Studio album by Patrice Rushen
- Released: February 1977
- Recorded: 1976
- Genre: Jazz; jazz-funk;
- Length: 41:04
- Label: Prestige
- Producer: Patrice Rushen; Reggie Andrews; Tommy Vicari;

Patrice Rushen chronology
| Before the Dawn (1975) | Shout It Out (1977) | Patrice (1978) |

= Shout It Out (Patrice Rushen album) =

Shout It Out is the third album by singer Patrice Rushen. This album was the last Patrice released with Prestige Records before signing with Elektra Records.
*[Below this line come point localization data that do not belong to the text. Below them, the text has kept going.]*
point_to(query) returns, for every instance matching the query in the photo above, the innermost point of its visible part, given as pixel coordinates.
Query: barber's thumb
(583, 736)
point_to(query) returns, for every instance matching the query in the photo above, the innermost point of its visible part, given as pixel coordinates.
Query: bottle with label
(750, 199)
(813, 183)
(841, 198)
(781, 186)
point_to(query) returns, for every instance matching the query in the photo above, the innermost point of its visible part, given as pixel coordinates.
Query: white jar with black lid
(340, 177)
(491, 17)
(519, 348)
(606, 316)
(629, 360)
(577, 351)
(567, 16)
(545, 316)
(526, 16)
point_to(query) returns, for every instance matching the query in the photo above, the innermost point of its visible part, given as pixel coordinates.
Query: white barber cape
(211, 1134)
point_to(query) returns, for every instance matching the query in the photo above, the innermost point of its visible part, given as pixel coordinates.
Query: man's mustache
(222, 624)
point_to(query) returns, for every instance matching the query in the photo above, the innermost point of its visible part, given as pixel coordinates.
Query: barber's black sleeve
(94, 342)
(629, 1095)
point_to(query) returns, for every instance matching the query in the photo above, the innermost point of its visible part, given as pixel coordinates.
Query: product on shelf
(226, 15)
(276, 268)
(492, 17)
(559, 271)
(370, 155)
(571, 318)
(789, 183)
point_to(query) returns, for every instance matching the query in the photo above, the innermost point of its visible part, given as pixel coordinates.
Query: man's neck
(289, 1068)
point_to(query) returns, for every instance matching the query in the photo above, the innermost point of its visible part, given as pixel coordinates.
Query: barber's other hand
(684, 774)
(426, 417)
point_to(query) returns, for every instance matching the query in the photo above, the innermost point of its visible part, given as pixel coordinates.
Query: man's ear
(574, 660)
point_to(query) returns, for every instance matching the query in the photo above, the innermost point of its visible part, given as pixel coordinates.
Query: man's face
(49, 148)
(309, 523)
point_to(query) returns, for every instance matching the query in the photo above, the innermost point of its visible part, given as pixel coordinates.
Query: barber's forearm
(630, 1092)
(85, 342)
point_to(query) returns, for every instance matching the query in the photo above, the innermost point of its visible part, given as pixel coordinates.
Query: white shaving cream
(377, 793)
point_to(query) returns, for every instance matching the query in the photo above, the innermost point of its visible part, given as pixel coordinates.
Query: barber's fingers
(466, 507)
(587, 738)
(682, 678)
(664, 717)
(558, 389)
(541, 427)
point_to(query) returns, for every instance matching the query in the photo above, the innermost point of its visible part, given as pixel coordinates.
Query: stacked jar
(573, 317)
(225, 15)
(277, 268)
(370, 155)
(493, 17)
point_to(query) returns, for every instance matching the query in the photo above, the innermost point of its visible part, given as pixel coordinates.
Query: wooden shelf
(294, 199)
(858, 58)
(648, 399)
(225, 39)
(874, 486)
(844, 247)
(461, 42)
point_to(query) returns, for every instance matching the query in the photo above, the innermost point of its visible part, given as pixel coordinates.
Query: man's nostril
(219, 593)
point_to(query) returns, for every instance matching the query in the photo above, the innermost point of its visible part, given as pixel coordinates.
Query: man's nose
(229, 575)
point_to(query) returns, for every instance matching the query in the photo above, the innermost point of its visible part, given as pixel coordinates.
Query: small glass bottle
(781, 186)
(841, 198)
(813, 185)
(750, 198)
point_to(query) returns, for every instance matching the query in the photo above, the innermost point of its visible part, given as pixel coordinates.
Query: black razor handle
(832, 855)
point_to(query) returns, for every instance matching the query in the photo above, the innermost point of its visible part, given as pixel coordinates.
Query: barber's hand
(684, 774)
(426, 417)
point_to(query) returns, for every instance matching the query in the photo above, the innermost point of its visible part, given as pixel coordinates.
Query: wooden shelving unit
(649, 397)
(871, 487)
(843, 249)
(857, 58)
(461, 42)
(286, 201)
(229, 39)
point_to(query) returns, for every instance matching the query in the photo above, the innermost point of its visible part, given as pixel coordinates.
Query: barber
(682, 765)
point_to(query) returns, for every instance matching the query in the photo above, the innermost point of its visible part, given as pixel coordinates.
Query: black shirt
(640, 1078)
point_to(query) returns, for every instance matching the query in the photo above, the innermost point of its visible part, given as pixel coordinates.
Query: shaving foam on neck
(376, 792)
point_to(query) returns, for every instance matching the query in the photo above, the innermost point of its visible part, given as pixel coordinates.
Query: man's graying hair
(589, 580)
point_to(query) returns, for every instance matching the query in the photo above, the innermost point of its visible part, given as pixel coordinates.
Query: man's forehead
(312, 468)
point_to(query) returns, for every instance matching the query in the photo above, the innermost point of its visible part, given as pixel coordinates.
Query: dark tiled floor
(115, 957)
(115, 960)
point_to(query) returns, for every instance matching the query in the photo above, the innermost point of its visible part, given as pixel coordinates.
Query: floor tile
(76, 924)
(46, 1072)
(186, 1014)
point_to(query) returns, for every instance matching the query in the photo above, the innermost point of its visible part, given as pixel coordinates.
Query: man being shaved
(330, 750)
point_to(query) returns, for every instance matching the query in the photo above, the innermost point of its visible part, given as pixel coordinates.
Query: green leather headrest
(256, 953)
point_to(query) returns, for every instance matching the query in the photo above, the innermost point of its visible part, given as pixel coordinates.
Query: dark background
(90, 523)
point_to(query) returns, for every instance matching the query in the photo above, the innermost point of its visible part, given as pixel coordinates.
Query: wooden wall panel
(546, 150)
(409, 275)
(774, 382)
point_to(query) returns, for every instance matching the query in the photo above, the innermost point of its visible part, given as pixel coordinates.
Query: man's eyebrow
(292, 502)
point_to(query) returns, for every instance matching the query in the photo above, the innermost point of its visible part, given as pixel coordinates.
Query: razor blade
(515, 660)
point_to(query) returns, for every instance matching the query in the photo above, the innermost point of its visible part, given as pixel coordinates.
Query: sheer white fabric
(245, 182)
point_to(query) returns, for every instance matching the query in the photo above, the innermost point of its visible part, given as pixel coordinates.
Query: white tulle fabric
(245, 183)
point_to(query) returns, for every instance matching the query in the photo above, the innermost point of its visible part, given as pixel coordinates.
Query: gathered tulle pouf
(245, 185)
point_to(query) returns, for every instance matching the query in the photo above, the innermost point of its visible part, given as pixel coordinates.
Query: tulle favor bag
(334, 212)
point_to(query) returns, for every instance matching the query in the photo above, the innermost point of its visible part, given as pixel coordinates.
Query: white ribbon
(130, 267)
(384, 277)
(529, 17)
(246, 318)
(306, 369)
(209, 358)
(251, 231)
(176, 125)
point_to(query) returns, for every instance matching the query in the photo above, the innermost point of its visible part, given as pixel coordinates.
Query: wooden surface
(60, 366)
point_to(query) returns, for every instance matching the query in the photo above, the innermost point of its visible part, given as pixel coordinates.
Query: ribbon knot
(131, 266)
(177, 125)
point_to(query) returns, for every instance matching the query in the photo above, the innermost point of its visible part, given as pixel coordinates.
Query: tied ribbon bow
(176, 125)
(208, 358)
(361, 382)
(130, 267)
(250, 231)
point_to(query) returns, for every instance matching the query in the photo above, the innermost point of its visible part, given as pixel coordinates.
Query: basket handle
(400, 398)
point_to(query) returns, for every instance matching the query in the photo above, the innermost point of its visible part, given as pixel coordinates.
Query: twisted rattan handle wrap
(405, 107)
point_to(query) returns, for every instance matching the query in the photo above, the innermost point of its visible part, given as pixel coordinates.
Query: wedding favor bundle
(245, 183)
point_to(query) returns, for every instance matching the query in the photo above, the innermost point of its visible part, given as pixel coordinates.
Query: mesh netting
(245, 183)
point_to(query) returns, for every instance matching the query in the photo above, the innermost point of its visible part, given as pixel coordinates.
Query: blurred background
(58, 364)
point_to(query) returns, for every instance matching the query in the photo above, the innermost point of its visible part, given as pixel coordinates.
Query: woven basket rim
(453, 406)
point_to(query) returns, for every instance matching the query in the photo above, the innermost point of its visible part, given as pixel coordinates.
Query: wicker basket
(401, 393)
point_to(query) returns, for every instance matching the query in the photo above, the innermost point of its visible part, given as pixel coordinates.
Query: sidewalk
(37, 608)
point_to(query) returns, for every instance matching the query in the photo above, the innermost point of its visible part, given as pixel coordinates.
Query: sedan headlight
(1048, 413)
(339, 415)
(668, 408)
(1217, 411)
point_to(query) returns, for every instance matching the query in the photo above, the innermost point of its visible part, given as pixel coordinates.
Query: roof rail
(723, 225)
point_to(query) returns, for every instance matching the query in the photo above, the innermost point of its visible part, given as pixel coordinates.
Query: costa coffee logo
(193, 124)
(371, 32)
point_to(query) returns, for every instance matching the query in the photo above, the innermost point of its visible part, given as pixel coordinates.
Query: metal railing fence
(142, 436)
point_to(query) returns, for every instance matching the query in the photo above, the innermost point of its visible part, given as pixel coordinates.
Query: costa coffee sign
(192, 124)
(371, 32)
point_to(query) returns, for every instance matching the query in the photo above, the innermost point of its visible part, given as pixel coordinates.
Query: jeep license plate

With this album, Rushen performs songs ranging from jazz, funk and fusion to R&B.

==Critical reception==

Craig Lytle of AllMusic said, "Barely into her twenties and, on this, her third album, Patrice Rushen's music spoke volumes for her talent and the growth she would endure as a music virtuoso. This album is not smeared with that dated sound of the '70s so many instrumental projects were contaminated with. Instead, Rushen gives her audience a pleasurable collection of songs ranging from jazz, funk, and fusion to R&B."

Professional ratings
Review scores
| Source | Rating |
| AllMusic | Star |
| The Rolling Stone Jazz Record Guide | Star |

==Track listing==
All tracks composed by Patrice Rushen, except where indicated.
1. "The Hump" (Darryl Cox, Patrice Rushen) – 6:04
2. "Shout It Out" – 6:14
3. "Stepping Stones" (Charles Mims) – 5:00
4. "Let Your Heart Be Free" (Angela Rushen, Patrice Rushen) – 3:58
5. "Roll with the Punches" – 6:17
6. "Let There Be Funk" (Darryl Cox, Patrice Rushen) – 4:16
7. "Yolon" (Reggie Andrews) – 4:32
8. "Sojourn" – 4:43

== Personnel ==
- Patrice Rushen – lead vocals (1–4, 6, 8), electric piano (1–5, 7, 8), clavinet (1, 2, 5, 6), handclaps (1, 4, 6), arrangements (1, 2, 4–8), tambourine (2, 5), Minimoog (3, 6, 7), electric bass (4), backing vocals (4), high bass (5), Yamaha electric grand piano (5, 8), ARP synthesizer (7) Bosendorfer grand piano (8), synth horns (8), synth strings (8), choir vocals (8)
- Mitchell Bagman – additional Minimoog (6)
- Larry Nash – synth horns (7, 8), synth strings (7, 8)
- Reggie Andrews – synth horns (7, 8), synth strings (7, 8), arrangements (7)
- Al McKay – guitars (1, 3, 4, 6, 7, 8)
- Charles Meeks – electric bass (1, 2, 3, 6, 7, 8), handclaps (1, 4, 6), backing vocals (1, 2, 3), thumbed bass (5), choir vocals (8)
- James Gadson – drums (1–7), "right" drums (8)
- Graham Lear – "left" drums (8)
- Bill Summers – percussion (2–8)
- Tom Scott – tenor saxophone (2), lyricon (2)
- Nate Alford – trumpet (1, 3, 5), handclaps (1, 4, 6)
- Charles Mims – trumpet (1, 3, 5), handclaps (1, 4), arrangements (3)
- Danny Vicari – trumpet (1, 3, 5), handclaps (1, 4)
- Tommy Vicari – whistle (6)
- Darrell Cox – handclaps (1, 4)
- Ferd Porche – handclaps (1, 4)
- Ronnie Williams – handclaps (1, 4)
- Roslyn Barbee – handclaps (1, 4)
- Josie James – backing vocals (1, 6), handclaps (1, 4, 6), choir vocals (8)
- Maxine Waters – backing vocals (2, 3), handclaps (6)
- Roy Galloway – backing vocals (2, 3, 6), handclaps (6), choir vocals (8), vocal solo (8)

Production
- Producers – Patrice Rushen, Reggie Andrews and Tommy Vicari.
- Executive Producer – Orrin Keepnews
- Production Assistance – Charles Mims
- Engineer – Tommy Vicari
- Assistant Engineers – Danny Vicari and Helen Silvani
- Mastered by Bernie Grundman at A&M Studios (Hollywood, CA).